You might want to re-read that, Therin. How does the author using the Abramsverse version of Pike place the book in the Prime Universe? ETA: After rereading your statement myself, I suppose you're not using your second sentence as proof of your first, as it may appear. Okay. Moving on, then.
I suspect that's up to the reader to some degree, like whether you visualize Saavik as Kirstie Alley or Robin Curtis. And if somebody wants to visualize Chris Pine or Zachary Quinto when reading a TOS novel, who are we to object?
^Right. These are variations in artistic interpretation, like the difference between the way John Byrne draws Superman and the way Bruce Timm draws him. What we're seeing is not a documentary from the future, it's a work of art representing -- and interpreting -- a hypothetical future. No interpretation can be held up as the definitive "true" version because they're all equally imaginary. As a rule, I imagine the original cast when reading a TOS novel, but lately I tend to prefer imagining Greenwood as Pike because he was simply so much more appealing in the role than Hunter. And when I re-read Vanguard a while back, I tried imagining Alice Eve as the young Carol Marcus, but it didn't work very well because I don't know what she sounds like with an American accent.
On the other hand, I recently gave Uhura a line of dialogue that, in retrospect, sounded more like Zoe Saldana than Nichelle Nichols. I went back and tweaked it while doing some final revisions.

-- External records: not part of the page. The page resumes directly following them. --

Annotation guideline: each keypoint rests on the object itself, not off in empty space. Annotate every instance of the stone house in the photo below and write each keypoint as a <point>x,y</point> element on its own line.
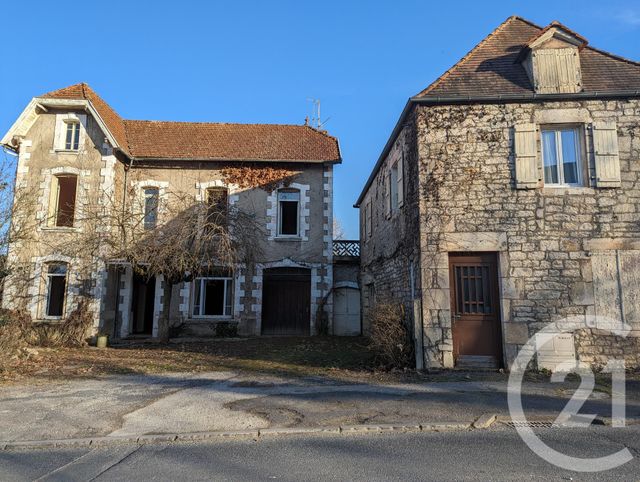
<point>73,148</point>
<point>508,197</point>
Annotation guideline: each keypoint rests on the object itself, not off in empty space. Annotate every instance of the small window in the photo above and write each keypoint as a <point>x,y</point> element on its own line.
<point>212,296</point>
<point>151,198</point>
<point>217,206</point>
<point>393,187</point>
<point>56,289</point>
<point>72,137</point>
<point>288,212</point>
<point>561,156</point>
<point>64,191</point>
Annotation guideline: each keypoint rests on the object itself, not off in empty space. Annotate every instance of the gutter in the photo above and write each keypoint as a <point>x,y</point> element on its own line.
<point>480,99</point>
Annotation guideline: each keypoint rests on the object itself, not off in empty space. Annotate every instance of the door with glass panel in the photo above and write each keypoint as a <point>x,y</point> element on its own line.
<point>475,310</point>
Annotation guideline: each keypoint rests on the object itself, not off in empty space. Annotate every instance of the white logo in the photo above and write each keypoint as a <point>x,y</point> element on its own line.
<point>570,414</point>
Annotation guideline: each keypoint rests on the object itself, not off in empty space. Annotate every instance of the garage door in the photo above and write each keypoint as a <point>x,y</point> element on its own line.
<point>286,301</point>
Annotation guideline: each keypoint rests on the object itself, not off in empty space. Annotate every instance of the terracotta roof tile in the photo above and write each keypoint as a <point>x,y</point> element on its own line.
<point>208,141</point>
<point>490,68</point>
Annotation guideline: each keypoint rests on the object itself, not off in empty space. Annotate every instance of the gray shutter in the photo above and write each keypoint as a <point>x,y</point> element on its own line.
<point>605,144</point>
<point>526,156</point>
<point>387,194</point>
<point>401,181</point>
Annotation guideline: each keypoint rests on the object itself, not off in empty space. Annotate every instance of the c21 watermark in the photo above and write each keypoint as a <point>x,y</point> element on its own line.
<point>570,415</point>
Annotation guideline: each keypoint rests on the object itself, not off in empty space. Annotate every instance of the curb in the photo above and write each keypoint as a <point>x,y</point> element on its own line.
<point>91,442</point>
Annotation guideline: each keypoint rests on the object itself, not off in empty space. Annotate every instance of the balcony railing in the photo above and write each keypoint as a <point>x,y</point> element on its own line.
<point>346,248</point>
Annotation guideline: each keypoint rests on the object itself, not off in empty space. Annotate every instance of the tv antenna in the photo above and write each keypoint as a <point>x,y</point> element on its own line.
<point>316,120</point>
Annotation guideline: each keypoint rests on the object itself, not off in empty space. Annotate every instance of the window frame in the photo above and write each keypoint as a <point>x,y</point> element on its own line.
<point>297,234</point>
<point>72,145</point>
<point>202,280</point>
<point>394,192</point>
<point>208,201</point>
<point>147,223</point>
<point>557,129</point>
<point>48,279</point>
<point>55,212</point>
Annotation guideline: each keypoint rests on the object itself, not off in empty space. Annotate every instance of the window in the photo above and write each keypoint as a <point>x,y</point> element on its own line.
<point>288,212</point>
<point>212,296</point>
<point>217,206</point>
<point>367,219</point>
<point>151,197</point>
<point>56,283</point>
<point>561,156</point>
<point>63,191</point>
<point>72,136</point>
<point>393,187</point>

Well, that's different, I think. How they look is open to interpretation, but how they behave strikes me as a more genuine variation between timelines, because the characters have had different life experiences.

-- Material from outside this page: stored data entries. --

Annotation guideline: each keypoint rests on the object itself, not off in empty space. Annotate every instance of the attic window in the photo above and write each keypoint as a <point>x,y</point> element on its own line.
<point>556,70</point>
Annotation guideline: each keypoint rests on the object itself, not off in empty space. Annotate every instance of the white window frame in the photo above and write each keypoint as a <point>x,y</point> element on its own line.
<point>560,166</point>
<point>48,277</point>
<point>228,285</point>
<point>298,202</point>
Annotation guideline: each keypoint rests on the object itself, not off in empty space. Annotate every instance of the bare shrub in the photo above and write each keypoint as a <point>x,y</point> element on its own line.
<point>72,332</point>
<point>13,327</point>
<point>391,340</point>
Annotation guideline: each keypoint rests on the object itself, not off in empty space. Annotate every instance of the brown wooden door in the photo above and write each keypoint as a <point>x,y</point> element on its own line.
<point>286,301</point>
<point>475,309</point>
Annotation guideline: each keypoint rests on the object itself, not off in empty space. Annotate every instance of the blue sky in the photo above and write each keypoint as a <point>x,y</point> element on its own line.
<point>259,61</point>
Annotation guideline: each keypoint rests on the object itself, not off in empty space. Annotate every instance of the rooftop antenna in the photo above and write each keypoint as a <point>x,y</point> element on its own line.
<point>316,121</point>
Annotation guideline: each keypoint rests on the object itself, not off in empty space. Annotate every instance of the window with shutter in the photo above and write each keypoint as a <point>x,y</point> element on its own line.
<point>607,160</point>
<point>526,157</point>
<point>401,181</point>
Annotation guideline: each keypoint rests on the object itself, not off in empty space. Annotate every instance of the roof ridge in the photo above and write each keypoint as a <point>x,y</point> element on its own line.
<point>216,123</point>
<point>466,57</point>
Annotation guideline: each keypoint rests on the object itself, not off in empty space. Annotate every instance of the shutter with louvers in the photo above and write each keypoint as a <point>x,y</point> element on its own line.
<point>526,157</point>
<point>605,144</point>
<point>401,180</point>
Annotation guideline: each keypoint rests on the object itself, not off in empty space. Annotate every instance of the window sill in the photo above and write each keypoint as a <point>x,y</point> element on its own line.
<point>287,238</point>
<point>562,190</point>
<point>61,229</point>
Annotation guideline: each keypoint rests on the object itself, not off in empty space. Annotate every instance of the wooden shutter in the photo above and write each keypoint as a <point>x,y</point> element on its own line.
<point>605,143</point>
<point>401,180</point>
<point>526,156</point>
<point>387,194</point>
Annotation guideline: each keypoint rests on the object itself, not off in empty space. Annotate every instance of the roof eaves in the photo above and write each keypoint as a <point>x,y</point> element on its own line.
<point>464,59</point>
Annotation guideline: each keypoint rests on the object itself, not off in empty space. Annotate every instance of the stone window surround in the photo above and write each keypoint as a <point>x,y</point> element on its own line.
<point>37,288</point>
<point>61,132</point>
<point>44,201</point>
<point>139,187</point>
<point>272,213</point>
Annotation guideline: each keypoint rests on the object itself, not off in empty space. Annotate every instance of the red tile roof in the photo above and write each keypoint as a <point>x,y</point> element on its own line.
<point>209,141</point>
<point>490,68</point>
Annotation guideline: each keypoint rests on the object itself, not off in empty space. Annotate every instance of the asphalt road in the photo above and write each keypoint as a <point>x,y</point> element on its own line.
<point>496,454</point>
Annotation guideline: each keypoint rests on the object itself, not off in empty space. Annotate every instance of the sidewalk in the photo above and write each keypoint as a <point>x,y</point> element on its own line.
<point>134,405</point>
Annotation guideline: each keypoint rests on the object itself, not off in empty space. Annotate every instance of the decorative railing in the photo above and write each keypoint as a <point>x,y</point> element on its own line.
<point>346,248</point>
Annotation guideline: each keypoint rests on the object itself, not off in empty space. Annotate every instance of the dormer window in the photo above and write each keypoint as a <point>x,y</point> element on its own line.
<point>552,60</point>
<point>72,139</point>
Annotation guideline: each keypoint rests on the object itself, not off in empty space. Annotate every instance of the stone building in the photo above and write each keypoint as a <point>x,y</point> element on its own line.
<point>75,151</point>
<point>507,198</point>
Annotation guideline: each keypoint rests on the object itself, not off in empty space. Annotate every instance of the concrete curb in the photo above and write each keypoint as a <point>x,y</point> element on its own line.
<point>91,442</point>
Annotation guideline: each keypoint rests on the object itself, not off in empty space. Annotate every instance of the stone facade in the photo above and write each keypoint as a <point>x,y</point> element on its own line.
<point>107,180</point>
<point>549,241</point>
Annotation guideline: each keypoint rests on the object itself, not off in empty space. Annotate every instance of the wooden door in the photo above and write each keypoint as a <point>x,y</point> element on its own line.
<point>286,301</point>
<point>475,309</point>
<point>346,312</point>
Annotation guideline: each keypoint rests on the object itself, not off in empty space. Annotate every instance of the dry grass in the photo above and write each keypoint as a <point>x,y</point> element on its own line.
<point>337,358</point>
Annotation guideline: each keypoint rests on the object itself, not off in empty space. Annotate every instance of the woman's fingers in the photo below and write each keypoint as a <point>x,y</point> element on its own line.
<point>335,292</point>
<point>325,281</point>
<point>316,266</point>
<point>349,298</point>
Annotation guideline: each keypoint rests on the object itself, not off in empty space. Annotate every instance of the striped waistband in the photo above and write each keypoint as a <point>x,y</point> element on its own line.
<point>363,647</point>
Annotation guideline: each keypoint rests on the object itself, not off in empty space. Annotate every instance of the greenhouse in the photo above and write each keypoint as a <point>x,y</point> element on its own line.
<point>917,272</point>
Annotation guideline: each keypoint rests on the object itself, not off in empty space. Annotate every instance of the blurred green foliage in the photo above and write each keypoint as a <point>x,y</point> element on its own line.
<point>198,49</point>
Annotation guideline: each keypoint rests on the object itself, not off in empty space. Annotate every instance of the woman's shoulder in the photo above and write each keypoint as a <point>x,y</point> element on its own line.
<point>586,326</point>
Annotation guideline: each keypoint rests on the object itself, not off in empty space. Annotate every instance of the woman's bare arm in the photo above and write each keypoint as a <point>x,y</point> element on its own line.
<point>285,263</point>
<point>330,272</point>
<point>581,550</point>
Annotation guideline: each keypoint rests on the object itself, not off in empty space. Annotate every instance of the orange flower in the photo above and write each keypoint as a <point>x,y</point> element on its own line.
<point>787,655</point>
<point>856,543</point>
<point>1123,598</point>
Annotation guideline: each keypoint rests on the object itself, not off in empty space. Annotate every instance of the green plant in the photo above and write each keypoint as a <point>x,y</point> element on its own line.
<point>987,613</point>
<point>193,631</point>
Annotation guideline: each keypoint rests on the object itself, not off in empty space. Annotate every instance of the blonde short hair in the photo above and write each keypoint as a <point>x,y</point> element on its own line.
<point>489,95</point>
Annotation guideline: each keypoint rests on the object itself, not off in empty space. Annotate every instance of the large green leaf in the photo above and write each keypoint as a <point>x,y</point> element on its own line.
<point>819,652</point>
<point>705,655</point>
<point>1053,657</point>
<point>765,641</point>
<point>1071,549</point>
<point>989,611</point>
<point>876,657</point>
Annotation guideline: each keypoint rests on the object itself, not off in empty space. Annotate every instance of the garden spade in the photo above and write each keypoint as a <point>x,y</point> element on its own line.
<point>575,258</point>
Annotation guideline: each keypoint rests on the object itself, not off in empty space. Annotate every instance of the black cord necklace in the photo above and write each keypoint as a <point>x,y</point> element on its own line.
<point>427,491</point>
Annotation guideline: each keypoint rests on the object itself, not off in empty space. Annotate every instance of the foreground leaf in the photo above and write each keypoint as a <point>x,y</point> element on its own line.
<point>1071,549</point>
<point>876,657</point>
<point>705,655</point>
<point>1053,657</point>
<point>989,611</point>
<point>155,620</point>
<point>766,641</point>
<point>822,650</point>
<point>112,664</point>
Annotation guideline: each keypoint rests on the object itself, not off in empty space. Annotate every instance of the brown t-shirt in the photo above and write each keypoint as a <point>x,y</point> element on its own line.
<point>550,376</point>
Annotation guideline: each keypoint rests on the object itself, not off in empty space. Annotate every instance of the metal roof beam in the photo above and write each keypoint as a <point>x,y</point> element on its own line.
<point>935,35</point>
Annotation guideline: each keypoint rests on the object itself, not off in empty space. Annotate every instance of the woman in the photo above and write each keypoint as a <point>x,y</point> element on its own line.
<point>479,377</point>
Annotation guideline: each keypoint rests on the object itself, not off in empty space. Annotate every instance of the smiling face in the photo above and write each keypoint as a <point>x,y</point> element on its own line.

Exactly. Their speech patterns are somewhat different and the actors put slightly different spins on the characters. Pegg's Scotty is arguably more comic than Doohan's, for example. NuChekov is more of a whiz-kid prodigy than the earlier version.The new Spock and Uhura have a whole different dynamic that informs their interactions, and so on.
"Performance". Not the setting, nor the storyline, just Greenwood's interpretation of the character is from the new timeline.
The irony was while reading The Children of Kings I thought it was a spot-on characterization of Pike as played by Hunter. I didn't even think of Greenwood at all.
You're misremembering. From the Author's Note to The Children of Kings (p. 403): So it sounds to me like just the reverse of what you said -- it was intended to evoke the new timeline, but the portrayal of Pike (and some other details) drew more on the original version.
Not a novel, but Federation: The First 150 Years said the USS Kelvin was an Einstein-class starship. Fleet Admiral Robau
Are you trying to make me lose my dinner? Honestly, guys (and ladies, for the female pro authors)... if I buy one of your TOS novels that doesn't state upfront (in some kind of author's note or back cover blurb) that it draws material from the nuTrek crap, said book is going back for a refund. If I buy a TOS book, I expect a TOS story - one that has nothing whatsoever to do with the Abramsverse garbage. Note that this is not me telling authors what to write. I'm just saying that if they sneak stuff into a novel that doesn't belong there (without saying they've done it), I won't be adding that novel to my collection. Good thing there's a few tons of fanfic available. It looks like that may soon be all there will be to read that's not contaminated.
That would apply to every novel containing an in-joke that's every been written. And most every fanfic, I suspect. So if they do it and they tell you in the foreword, you won't buy it, and it they do it and they don't tell you, you also won't buy it?
I don't mind in-jokes if it references something I like. But I hate the Abramsverse stuff and don't want it in something that claims to be a TOS book. So yeah, if I know beforehand that the book is really a crossover between real ST and nuTrek, I won't buy it. If I buy it and find out it's a crossover while reading it, I will return it for a refund. Either way, it doesn't get to stay in my collection. And based on what I've read upthread, I've got some weeding out to do.
Perhaps we should put stickers on the books: "Warning: Part of the same franchise that also produced the most recent movies. May contain trace amounts of NuTrek. People severely allergic to reboots should be aware of the possibility of cross-universe contamination. Proceed at your own risk." Seriously, NuTrek isn't plutonium. Trace amounts never killed anybody.